Many of the works in “Soft Water Hard Stone” are concerned with the reappropriation of materials, removing them from their usual contexts in order to cast their properties in new light. In her large installation HOLDINGS (2020–ongoing), near the exhibition’s opening, Nadia Belerique reimagines the long journey taken by large white shipping containers across the Atlantic Ocean, between the Azores and Toronto. Rather than carrying supplies back to family members in the Portuguese islands, the barrels here become self-contained vessels, personal time capsules offering windows into private worlds. Belerique creates a kaleidoscopic internal landscape, each barrel holding domestic paraphernalia—rubber gloves, photographs, small chairs—viewable from both sides through portholes. Some are ornately decorated, further distancing them from the containers’ original purpose—like screens separating disparate realities.

Likewise, by combining the personal and the industrial, Ima-Abasi Okon repurposes objects in a gesture of understated humor. In Put Something in the Air: The E-s-s-e-n-t-i-a-l Mahalia Jackson Blowing Up DJ Pollie Pop’s Chopped and Screwed Rendition of Wagner’s Ride of the Valkyries —Military-Entertainment Complex Dub [Jericho Speak Life!]*(Free of Legacy)* (2017) knee-high brass air vents, that appear to be part of the museum’s ventilation system, are embellished with the artist’s jewelry, suddenly shifting their function within the space. The lavishness of this minor addition is enhanced by the lush mahogany varnish coating the panel that shimmers above the vents. Jeneen Frei Njootli’s intervention in Fighting for the title not to be pending (2020) shares the same subtlety; the artist disperses their body weight in colored beads, scattered throughout the whole museum space. At times these tiny particles gather in conspicuous piles; elsewhere they appear discreetly in cracks and gaps, capturing the simultaneous presence and absence that shapes the reality of Indigenous peoples in the face of ongoing violence and displacement.

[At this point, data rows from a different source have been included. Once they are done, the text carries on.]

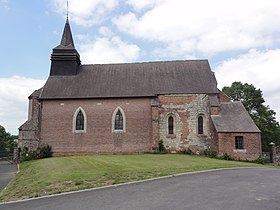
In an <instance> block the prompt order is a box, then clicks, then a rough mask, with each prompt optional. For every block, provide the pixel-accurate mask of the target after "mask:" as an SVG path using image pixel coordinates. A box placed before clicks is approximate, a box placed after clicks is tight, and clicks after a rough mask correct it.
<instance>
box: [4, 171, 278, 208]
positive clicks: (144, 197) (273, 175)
mask: <svg viewBox="0 0 280 210" xmlns="http://www.w3.org/2000/svg"><path fill="white" fill-rule="evenodd" d="M0 209H1V210H2V209H3V210H4V209H9V210H13V209H21V210H25V209H26V210H27V209H28V210H30V209H40V210H43V209H44V210H54V209H59V210H69V209H70V210H75V209H98V210H110V209H118V210H120V209H126V210H127V209H132V210H138V209H139V210H140V209H141V210H145V209H160V210H167V209H170V210H171V209H172V210H174V209H195V210H200V209H203V210H208V209H211V210H213V209H214V210H219V209H223V210H224V209H226V210H243V209H244V210H266V209H269V210H280V170H279V169H268V168H246V169H230V170H221V171H211V172H203V173H197V174H189V175H182V176H175V177H172V178H165V179H160V180H154V181H147V182H142V183H136V184H130V185H123V186H117V187H110V188H104V189H99V190H91V191H86V192H79V193H73V194H67V195H61V196H55V197H49V198H42V199H37V200H31V201H25V202H18V203H12V204H0Z"/></svg>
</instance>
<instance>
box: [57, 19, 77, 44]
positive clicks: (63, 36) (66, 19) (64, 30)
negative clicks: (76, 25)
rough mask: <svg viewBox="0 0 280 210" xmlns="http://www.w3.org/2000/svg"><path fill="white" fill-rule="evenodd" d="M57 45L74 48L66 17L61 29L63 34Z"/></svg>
mask: <svg viewBox="0 0 280 210" xmlns="http://www.w3.org/2000/svg"><path fill="white" fill-rule="evenodd" d="M59 46H61V47H67V48H73V49H75V45H74V41H73V37H72V33H71V28H70V24H69V20H68V17H67V19H66V23H65V26H64V30H63V34H62V37H61V41H60V45H59ZM59 46H57V47H59Z"/></svg>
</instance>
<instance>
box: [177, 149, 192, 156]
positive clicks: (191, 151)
mask: <svg viewBox="0 0 280 210" xmlns="http://www.w3.org/2000/svg"><path fill="white" fill-rule="evenodd" d="M180 153H181V154H185V155H195V153H194V152H193V151H192V150H191V149H189V148H188V149H187V150H182V151H180Z"/></svg>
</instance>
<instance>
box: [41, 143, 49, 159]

The futility of labor is captured in Gabriela Mureb’s Machine #3: belt (small) (2013/2021). Enclaved in a nook between two of the show’s three floors, the frantic whirling of a belt mounted around two metal pulleys is relentless and yet without effect, producing nothing more than an uninterrupted humming. Upstairs, Iris Touliatou attempts to ignite final sparks in the almost-defunct florescent light fixtures foraged from abandoned offices in Athens. Arranged in two large minimalist squares on the wall, the light bulbs in Untitled (Still Not Over You)(2021) flicker on and off randomly as they move towards their inevitable expiration. Rather than try to extend the life of these forms by replacing their bulbs, Touliatou accepts their unpredictable end: they may well die during the course of the show. There is something both hopeful and hopeless in this act of resuscitation; a labor of love in an effort to short-circuit the collapse of a system. In the latest instalment of her ongoing participatory drawings Class Drawing (2014–present), Clara Ianni brings a critique of labor conditions to the host institution. The site-specific Labor Drawing (New Museum) (2021) maps the routes taken by all employees from home to their shared workplace. The framed graphs quietly plot the class inequalities inherent in how one transverses the city, a critique that is especially pertinent given the ongoing accusations of exploitative working conditions that contradict the museum’s stated commitments to social justice.